Ojalá a los alumnos de literatura se les contara esta historia. Aprenderían más de literatura y de identidad que sumiéndose en esos estudios que ahora llaman culturales. En el fondo, de lo que se trata siempre, cuando se quiere averiguar la identidad de una literatura, es de rastrear en los escritos ninguneados. La verdad siempre anda dando vueltas en los márgenes de esos claustros donde se pontifica el encubrimiento. Y cuando los académicos incorporan uno de esos escritos provenientes de la periferia, lo que hacen es bañarlo, depilarlo, perfumarlo, atildarlo, prolijito, para presentarlo como hallazgo de la civilización. Igual que esos gringos que, hace siglos, secuestraban a un indio patagón en un barco para exponerlo a la mirada eurocéntrica. Qué es la teoría literaria, sino una manera de comprender la historia: teoría política, ni más ni menos. Toda una perspectiva. A mí, la teoría literaria me gusta leerla como un relato. Si la historia que cuento está cruzada en ocasiones con teoría literaria, me tiene sin cuidado. Lo que me inquietaría es que ocurriera al revés, que la teoría literaria estuviese separada de la historia.

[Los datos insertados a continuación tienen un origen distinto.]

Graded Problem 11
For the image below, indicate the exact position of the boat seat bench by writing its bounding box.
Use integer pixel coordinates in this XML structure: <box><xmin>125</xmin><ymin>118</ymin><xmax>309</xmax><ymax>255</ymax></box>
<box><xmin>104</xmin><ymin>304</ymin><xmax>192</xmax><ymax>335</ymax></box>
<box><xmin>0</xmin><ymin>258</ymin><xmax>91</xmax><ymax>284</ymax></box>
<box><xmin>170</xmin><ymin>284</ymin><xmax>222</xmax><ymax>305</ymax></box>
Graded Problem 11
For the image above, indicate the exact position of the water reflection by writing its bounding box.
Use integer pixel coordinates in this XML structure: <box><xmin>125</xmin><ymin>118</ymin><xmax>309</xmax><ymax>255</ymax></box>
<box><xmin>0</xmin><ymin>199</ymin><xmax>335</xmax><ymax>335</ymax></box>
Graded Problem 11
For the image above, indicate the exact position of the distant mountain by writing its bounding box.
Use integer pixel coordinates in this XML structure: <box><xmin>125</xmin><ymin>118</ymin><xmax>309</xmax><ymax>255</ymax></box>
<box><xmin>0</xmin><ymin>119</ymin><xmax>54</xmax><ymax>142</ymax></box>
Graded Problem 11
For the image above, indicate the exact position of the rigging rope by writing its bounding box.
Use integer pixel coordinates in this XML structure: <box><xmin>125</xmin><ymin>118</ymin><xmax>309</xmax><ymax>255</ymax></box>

Dónde estaba, se pregunta ahora el profesor. Durante unos segundos aprieta los párpados y después, como volviendo en sí, dice:

Inevitable que en el desarrollo de los acontecimientos se disparen estas notas al pie. Por más que me esfuerzo, estas notas acuden a mi memoria, más como una urgencia de lo vivido, una obsesión por aclarar algún detalle de los sucesos que por pedantería de estudioso maniático. No incurro en la digresión por orfebrería sino convencido de que es parte de la acción. Para que los hechos no puedan leerse tergiversados.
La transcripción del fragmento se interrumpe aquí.